On his return to England, Flew married in July 1921 Winifred Garrard (1887–1982), a Wesleyan Methodist teacher – their son Antony Garrard Newton Flew (1923–2010) was to become a prominent philosopher and advocate of "the presumption of atheism". He spent the next six years in a circuit ministry in London, where he built up strong ecumenical relations. His friendship with the Austrian Catholic theologian Baron von Hügel led him to a closer study of spirituality, resulting in a book, The Idea of Perfection in Christian Theology (1934), which remained in print for many years. For this he was awarded a doctorate of divinity by the University of Oxford, the first ever for a non-Anglican.

The book was described quite recently by a fellow theologian as "a comprehensive interpretation of Christian ethics as promulgated by Jesus, right on down through those whom Flew subsequently identifies as the most significant Christian thinkers of the last two thousand years." It shows Flew to be one of several Methodist theologians in the mid-20th century to have become critical of the ideas of John Wesley on sinlessness and purity of intention: "Flew critiques Wesley's attitude to sin as offering only an inadequate account of moral evil," so that he can "posit an over-optimistic instantaneous end to the effects of sin... The result of these problems is an 'intramundane asceticism', whereby the one assured of sanctification merely endures secular life, allowing a barrier to exist between one's work and worship."

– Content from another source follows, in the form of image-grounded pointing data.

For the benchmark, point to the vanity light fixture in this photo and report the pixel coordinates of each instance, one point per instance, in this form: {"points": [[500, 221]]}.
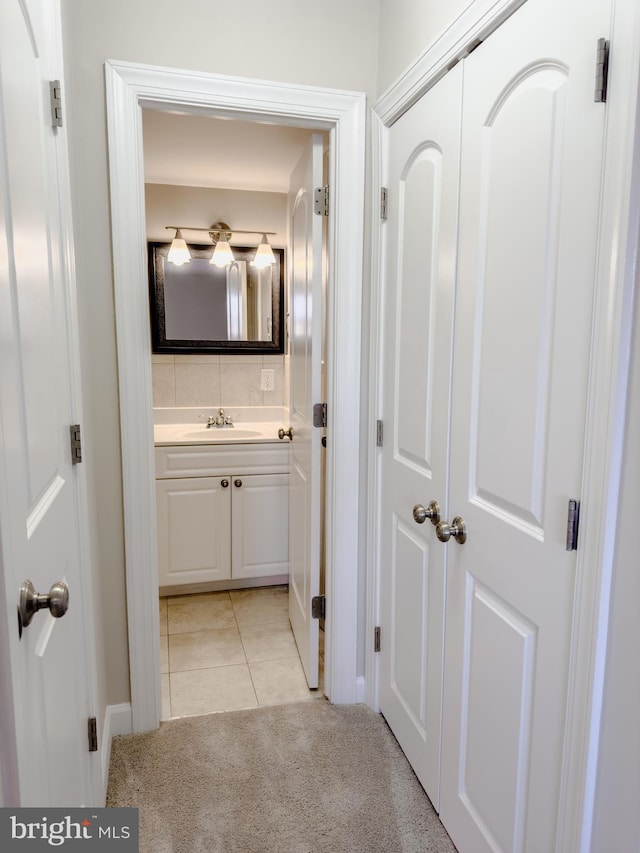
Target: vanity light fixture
{"points": [[220, 234], [179, 253], [264, 255]]}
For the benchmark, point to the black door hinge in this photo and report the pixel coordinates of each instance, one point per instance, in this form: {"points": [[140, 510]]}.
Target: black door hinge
{"points": [[93, 734], [318, 607]]}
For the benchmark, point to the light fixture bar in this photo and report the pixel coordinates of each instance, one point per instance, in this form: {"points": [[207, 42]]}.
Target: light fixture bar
{"points": [[214, 230]]}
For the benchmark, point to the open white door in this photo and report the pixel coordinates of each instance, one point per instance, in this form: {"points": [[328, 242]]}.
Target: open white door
{"points": [[39, 517], [305, 348]]}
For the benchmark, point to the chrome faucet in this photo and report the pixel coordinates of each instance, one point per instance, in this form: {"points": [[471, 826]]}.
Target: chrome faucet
{"points": [[221, 420]]}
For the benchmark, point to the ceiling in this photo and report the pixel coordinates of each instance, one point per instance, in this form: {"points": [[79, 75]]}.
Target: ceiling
{"points": [[202, 151]]}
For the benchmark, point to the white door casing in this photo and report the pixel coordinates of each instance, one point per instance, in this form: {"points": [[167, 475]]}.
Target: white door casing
{"points": [[305, 365], [424, 151], [129, 86], [41, 519], [532, 141]]}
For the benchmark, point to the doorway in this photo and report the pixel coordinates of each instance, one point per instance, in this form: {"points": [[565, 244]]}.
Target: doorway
{"points": [[225, 644], [130, 87]]}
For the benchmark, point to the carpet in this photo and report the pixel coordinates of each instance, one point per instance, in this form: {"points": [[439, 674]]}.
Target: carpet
{"points": [[301, 778]]}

In 1927 Flew was appointed Greenhalgh professor of New Testament language and literature at Wesley House, Cambridge, a theological college founded in 1921, of which he was principal from 1937 to 1955. He became a keen contributor to the Cambridge New Testament Seminar, held under the chairmanship up to 1935 of Francis Crawford Burkitt, leaving an account of it in an obituary for Burkett in the Proceedings of the British Academy. He was to remain in Cambridge for the rest of his life. Flew took a prominent part in the 1932 reunion of the Wesleyan Methodists with the United Methodists and the Primitive Methodists as the Methodist Church of Great Britain.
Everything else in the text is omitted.